I switched off the camera and stepped back. Still watching me closely, Anna was visibly relieved and more than happy to leave the vicinity of the nest to the patrolling ants. There are times and places in which I will take chances or push the envelope a little, but as I assured Anna, I do not do anything overtly dumb.

My incredibly understanding wife, of course, would sigh knowingly and beg to differ.

VI


SHARKS I HAVEN’T JUMPED

Bismarck Sea, September 1997


I’M OFTEN ASKED WHICH OF all the places I have visited is my favorite. The question is impossible to answer because one inevitably ends up trying to compare apples to oranges. Actually, apples are more comparable to oranges than Italy is to Indonesia, or Brussels to Burkina Faso. I can contrast Rome with Madrid, or Yekaterinburg with Chicago, but not Peru with Prague.

Every place I have ever been has something to recommend it; every person I have ever met something to commend them. Or as my wife succinctly puts it, “You have no taste: You like everyplace and everybody.” To this assertion, I must plead mostly guilty.

While it is impossible to offer an all-inclusive answer to the query, it is possible to break down encounters into categories. For walking, my favorites would be Manhattan and London. For history, Prague and Rome. For sheer surprise, Istanbul. For animal life, South Africa. For Nature in the raw, Namibia, Gabon, and Peru.
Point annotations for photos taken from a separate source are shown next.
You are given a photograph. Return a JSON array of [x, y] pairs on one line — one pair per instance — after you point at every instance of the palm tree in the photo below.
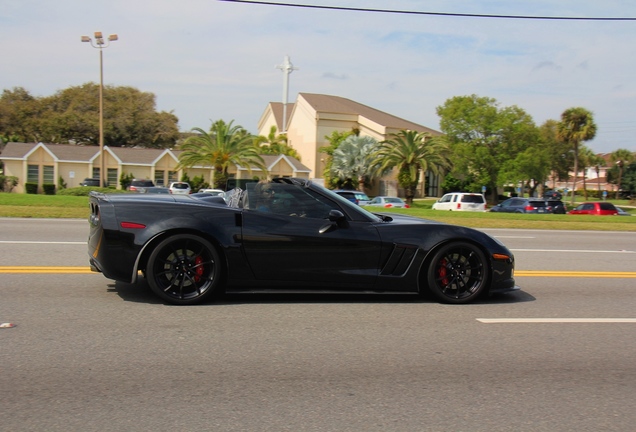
[[352, 161], [223, 146], [621, 157], [412, 153], [576, 125], [597, 162]]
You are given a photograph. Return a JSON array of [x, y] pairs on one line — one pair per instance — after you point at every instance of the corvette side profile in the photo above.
[[288, 234]]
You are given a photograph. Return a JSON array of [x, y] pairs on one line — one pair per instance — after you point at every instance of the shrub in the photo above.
[[31, 188], [49, 188], [85, 190], [125, 180]]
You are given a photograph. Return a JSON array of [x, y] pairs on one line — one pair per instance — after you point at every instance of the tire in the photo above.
[[458, 273], [184, 269]]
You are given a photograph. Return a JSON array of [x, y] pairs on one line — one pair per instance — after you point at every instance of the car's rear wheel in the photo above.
[[184, 269], [458, 273]]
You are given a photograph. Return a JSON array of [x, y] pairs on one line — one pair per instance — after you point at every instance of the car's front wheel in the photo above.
[[184, 269], [458, 273]]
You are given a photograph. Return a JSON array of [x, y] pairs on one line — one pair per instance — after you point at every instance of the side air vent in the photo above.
[[401, 258]]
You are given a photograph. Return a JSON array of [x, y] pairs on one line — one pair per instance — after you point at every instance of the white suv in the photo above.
[[461, 201]]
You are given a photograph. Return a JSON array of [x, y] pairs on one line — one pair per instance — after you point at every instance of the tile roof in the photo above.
[[337, 104]]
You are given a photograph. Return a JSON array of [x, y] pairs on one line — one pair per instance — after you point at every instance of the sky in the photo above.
[[207, 60]]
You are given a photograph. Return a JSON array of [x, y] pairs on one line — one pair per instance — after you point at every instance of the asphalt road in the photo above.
[[91, 355]]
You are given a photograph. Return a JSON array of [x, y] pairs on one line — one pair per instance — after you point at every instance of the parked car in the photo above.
[[388, 202], [521, 205], [136, 185], [552, 195], [189, 247], [461, 201], [600, 208], [155, 190], [556, 206], [357, 197], [90, 182], [215, 192], [180, 188]]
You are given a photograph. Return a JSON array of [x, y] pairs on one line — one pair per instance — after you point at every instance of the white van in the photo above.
[[461, 201]]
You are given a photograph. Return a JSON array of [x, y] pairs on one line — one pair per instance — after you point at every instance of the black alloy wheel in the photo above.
[[184, 269], [458, 273]]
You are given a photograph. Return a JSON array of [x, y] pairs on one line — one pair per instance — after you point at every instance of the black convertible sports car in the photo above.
[[287, 234]]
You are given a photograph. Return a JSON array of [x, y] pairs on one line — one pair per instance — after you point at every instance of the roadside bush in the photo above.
[[49, 189], [86, 190], [31, 188], [125, 180], [7, 183]]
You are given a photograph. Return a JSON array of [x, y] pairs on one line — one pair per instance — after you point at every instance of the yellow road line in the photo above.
[[574, 274], [42, 269]]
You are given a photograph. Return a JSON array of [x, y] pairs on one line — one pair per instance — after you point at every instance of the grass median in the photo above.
[[66, 206]]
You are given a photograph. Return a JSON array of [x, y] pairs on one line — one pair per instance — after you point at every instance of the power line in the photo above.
[[445, 14]]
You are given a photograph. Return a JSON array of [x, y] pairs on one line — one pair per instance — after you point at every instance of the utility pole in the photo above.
[[287, 67]]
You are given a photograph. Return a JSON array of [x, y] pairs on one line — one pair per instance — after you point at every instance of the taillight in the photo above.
[[132, 225]]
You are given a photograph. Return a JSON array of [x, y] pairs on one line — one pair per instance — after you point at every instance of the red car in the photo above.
[[595, 208]]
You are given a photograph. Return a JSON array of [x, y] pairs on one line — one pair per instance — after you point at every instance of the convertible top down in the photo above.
[[287, 234]]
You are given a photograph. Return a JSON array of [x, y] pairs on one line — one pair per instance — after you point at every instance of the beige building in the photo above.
[[55, 163], [313, 117], [310, 120]]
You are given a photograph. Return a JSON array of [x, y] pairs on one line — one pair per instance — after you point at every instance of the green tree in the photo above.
[[559, 153], [597, 162], [412, 153], [353, 161], [275, 144], [224, 145], [576, 126], [72, 114], [621, 158], [484, 137], [19, 113], [586, 159], [335, 139]]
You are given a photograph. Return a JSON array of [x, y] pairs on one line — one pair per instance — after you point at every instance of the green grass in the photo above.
[[68, 206]]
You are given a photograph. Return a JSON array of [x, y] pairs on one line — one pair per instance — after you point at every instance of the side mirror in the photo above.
[[336, 219]]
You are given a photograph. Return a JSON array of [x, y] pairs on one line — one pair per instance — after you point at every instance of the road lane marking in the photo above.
[[519, 273], [574, 274], [554, 320], [45, 269], [572, 251], [37, 242]]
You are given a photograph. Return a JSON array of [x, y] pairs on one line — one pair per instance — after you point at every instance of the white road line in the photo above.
[[554, 320], [37, 242]]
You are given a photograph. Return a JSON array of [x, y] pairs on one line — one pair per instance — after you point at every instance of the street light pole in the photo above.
[[100, 44]]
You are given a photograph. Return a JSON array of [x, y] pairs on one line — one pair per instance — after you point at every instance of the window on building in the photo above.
[[111, 176], [33, 174], [48, 174], [159, 177]]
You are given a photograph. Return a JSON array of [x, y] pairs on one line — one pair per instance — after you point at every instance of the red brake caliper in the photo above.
[[441, 271], [198, 271]]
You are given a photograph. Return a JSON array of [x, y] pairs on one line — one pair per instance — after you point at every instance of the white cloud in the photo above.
[[207, 59]]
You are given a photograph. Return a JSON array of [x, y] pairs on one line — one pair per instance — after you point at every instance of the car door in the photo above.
[[294, 241]]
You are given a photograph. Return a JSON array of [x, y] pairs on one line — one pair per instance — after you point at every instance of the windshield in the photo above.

The most beautiful natural places I have seen on Earth are the immeasurably vast Grand Canyon of Arizona, the Tolkienesque Lofoten Islands of Norway, Venezuela’s otherworldly Canaima National Park, the untouched underwater marvels of West Papua, and my number-one choice, the incomparable Iguazú Falls on the border between Argentina and Brazil.

But for an all-around, utterly fascinating, highly diverse step back in time, the prize goes hands-down to Papua New Guinea.

This is a land replete with spectacular sights both above and below the water. Vibrant with amazing human cultures that have survived largely unchanged for thousands of years, swarming with remarkable animals, it can boast whole regions that have yet to be touched by Western civilization. There is simply no place like it left on Earth.

Among its unrivaled attractions, up in the Bismarck Sea north of the large, lush island of New Hanover, there used to be a place of magic called Silvertip Reef.

Sharks, I try to explain to the querulous who know them only from what they have seen in film and on television, are no different from dogs. Leave a shark alone, and it will behave very much like any neighborhood pooch. Encountering a stranger, it sizes them up, tries to take a sniff or two, attempts to ascertain if you qualify as either a danger (swim away!) or potential food (sniff harder), and eventually reaches a decision based on these observations. Dump a tub of blood and fish guts into the water in close proximity to curious sharks, and you sometimes are rewarded with what has melodramatically been labeled a “feeding frenzy.”

Now try this. Go to your local butcher. Buy twenty pounds of raw hamburger, complete with juices. Find an alley. Look for a pack of dogs. Toss the hamburger into their midst. You’ll get the same reaction impatient photographers do when slopping chum to sharks, only with a frenzy of legs instead of fins.

Regrettably, because of the way they look and are perceived to behave, certain creatures have always had a bad press. Sharks unquestionably. Among other similarly cuteness-impaired species can also be counted spiders, snakes, and rats. If not for spiders, we would be drowning in insects. If not for snakes, the planet’s pesky rodent population would be far more difficult to deal with. As for rats, they are intelligent, family-oriented, and make excellent pets. I’m sure if you asked them, not one would speak up to declare proudly, “Hey, we like being infested with fleas that carry bubonic plague! Chipmunks do, too, and they aren’t subject to universal condemnation!”